Every so often an original take hits the zombie genre, but it’s important to never get one’s hopes up. 2017’s The Cured, for example, found zombies getting cured but living with the memories of their zombie actions—a fantastic idea that wound up producing a tragically boring movie. In the newly released Blood Quantum, however, writer/director Jeff Barnaby’s vision of a world wherein Indigenous Canadians are immune to a zombie virus ravaging white folks, we get something we’ve never seen before, plus some of the coolest practical and gore effects in a movie ever—and an almost entirely Indigenous cast.

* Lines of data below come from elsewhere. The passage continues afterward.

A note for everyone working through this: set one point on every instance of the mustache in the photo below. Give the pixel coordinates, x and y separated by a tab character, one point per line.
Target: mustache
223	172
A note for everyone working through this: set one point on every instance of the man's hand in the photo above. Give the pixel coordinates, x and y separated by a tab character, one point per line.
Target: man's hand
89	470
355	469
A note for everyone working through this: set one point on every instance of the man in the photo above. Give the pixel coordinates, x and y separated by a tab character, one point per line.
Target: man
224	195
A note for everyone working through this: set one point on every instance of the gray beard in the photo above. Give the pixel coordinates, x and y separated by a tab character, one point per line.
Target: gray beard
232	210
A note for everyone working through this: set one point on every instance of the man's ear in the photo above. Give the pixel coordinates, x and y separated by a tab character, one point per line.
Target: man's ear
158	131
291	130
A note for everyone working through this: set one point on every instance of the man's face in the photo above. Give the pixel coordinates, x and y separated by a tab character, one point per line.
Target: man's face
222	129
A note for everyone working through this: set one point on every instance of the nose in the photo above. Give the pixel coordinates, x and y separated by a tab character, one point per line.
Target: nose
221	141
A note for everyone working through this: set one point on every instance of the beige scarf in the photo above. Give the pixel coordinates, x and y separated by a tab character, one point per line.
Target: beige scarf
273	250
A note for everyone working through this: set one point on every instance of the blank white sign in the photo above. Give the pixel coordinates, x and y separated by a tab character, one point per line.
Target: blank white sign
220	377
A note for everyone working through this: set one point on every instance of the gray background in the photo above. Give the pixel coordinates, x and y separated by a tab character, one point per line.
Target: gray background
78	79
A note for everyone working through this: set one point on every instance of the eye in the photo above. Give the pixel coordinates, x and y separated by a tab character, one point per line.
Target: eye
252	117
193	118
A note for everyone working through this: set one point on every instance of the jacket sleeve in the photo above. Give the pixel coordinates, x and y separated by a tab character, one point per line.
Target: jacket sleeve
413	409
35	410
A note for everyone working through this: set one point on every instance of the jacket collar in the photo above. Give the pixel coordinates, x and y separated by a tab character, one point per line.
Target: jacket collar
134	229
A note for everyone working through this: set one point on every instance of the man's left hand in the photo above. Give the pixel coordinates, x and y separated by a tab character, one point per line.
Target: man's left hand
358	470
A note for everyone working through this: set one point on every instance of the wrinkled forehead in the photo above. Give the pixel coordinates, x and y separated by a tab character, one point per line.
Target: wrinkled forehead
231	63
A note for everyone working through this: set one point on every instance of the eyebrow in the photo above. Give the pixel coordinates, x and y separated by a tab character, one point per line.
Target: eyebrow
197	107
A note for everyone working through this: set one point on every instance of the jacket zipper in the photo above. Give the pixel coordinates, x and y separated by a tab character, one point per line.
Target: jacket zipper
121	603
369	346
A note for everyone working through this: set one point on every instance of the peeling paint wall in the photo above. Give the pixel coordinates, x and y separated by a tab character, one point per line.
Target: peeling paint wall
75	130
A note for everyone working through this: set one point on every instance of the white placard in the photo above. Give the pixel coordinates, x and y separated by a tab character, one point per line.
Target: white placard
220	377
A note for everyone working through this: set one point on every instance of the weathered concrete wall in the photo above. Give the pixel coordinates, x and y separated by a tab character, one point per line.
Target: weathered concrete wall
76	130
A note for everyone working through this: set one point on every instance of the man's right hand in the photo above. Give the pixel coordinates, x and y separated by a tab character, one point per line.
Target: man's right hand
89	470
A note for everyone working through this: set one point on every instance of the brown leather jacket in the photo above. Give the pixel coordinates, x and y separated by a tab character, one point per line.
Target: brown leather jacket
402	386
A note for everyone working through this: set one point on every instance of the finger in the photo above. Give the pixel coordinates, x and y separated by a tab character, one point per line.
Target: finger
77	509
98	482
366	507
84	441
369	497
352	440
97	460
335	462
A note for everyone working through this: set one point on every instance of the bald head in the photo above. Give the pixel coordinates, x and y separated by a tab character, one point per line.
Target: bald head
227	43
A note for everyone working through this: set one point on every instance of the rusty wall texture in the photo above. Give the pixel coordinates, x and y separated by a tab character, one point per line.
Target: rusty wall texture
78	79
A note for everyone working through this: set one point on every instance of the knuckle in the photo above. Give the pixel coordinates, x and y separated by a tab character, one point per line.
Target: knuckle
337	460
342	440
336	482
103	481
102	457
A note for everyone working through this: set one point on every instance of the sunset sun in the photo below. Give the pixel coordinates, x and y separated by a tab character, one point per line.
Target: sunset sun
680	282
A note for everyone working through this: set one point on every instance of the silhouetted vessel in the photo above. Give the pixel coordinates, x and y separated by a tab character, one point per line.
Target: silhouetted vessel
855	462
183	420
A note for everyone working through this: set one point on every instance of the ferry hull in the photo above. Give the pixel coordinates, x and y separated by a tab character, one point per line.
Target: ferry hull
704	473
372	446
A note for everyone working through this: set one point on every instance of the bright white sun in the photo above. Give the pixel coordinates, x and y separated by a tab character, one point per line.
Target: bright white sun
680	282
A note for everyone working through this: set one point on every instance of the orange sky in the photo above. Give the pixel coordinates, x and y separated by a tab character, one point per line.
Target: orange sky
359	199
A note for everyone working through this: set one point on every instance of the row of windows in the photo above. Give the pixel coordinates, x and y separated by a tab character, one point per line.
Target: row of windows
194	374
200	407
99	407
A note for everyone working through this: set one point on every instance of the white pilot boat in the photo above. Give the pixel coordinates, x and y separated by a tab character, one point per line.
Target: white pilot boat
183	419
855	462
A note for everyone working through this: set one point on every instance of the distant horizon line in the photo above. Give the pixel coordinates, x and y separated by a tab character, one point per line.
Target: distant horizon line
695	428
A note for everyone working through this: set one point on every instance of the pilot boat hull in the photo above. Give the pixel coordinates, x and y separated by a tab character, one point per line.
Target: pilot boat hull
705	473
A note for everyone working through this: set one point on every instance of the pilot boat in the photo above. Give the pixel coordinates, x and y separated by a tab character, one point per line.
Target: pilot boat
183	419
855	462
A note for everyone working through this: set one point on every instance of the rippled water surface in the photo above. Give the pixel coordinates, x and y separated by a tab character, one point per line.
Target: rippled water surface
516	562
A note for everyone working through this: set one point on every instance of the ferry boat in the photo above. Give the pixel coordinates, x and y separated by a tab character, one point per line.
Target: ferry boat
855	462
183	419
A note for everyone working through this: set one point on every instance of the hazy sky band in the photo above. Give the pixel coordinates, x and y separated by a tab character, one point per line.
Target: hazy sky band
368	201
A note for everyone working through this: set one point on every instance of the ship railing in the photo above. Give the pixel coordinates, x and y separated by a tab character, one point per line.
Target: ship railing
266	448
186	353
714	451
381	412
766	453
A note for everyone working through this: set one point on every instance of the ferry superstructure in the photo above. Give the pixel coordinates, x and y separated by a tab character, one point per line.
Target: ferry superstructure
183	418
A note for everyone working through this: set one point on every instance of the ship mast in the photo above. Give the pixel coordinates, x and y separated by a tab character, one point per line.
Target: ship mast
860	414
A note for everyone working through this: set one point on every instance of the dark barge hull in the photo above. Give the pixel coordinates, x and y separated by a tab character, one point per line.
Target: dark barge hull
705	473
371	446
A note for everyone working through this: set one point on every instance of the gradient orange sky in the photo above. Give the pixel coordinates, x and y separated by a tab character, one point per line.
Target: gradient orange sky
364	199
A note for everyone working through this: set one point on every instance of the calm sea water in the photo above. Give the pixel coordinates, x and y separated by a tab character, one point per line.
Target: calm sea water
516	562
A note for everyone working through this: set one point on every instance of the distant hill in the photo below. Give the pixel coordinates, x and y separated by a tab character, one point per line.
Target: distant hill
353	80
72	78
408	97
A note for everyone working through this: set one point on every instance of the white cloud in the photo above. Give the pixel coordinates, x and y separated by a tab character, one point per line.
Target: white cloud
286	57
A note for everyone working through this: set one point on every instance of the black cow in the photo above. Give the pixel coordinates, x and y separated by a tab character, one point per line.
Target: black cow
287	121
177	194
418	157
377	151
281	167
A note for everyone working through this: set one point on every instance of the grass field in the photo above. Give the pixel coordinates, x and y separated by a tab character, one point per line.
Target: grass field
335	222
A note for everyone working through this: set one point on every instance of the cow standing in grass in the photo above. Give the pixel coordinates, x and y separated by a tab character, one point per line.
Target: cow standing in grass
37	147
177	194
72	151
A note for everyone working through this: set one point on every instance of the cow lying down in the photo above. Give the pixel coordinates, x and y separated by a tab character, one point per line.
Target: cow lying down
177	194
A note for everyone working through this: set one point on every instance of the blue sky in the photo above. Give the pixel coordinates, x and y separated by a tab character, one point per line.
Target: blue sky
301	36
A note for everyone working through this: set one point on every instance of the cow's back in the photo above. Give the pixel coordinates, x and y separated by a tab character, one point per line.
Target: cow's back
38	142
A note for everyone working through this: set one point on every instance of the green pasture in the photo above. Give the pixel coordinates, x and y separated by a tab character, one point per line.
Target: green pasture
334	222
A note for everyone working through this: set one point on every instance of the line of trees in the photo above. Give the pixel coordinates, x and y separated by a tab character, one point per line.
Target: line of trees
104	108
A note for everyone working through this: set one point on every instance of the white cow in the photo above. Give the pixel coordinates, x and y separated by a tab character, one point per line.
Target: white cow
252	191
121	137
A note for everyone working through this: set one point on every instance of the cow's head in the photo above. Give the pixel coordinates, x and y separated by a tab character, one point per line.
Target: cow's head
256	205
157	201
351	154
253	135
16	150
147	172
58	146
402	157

On the Mi’gMaq reserve of Red Crow, sheriff Traylor (Michael Greyeyes) finds himself in the midst of a very bad day. His sons are arrested and his ex (Elle-Máijá Tailfeathers) is none too pleased; dead salmon are flopping back to life and his cousin’s wife just ate her newborn. Within six months, the surviving tribal members have built up a small but relatively safe shelter of shipping containers on a small island, but with zombified white people shambling and sprinting across the bridge, it’s only a matter of time before they’ll have to leave in search of something more tenable. To make matters worse, his teenage son Joseph (Indian Horse star Forrest Goodluck) has an impregnated girlfriend (Olivia Scriven of Degrassi) and his other son Lysol (Kiowa Gordon) has some controversial ideas about who gets to live or die. Cue bloody horror and Santa Fean Gary Farmer manning a super-cool piece of farming equipment that chews up zombies and spits them out in a glorious shower of blood and guts.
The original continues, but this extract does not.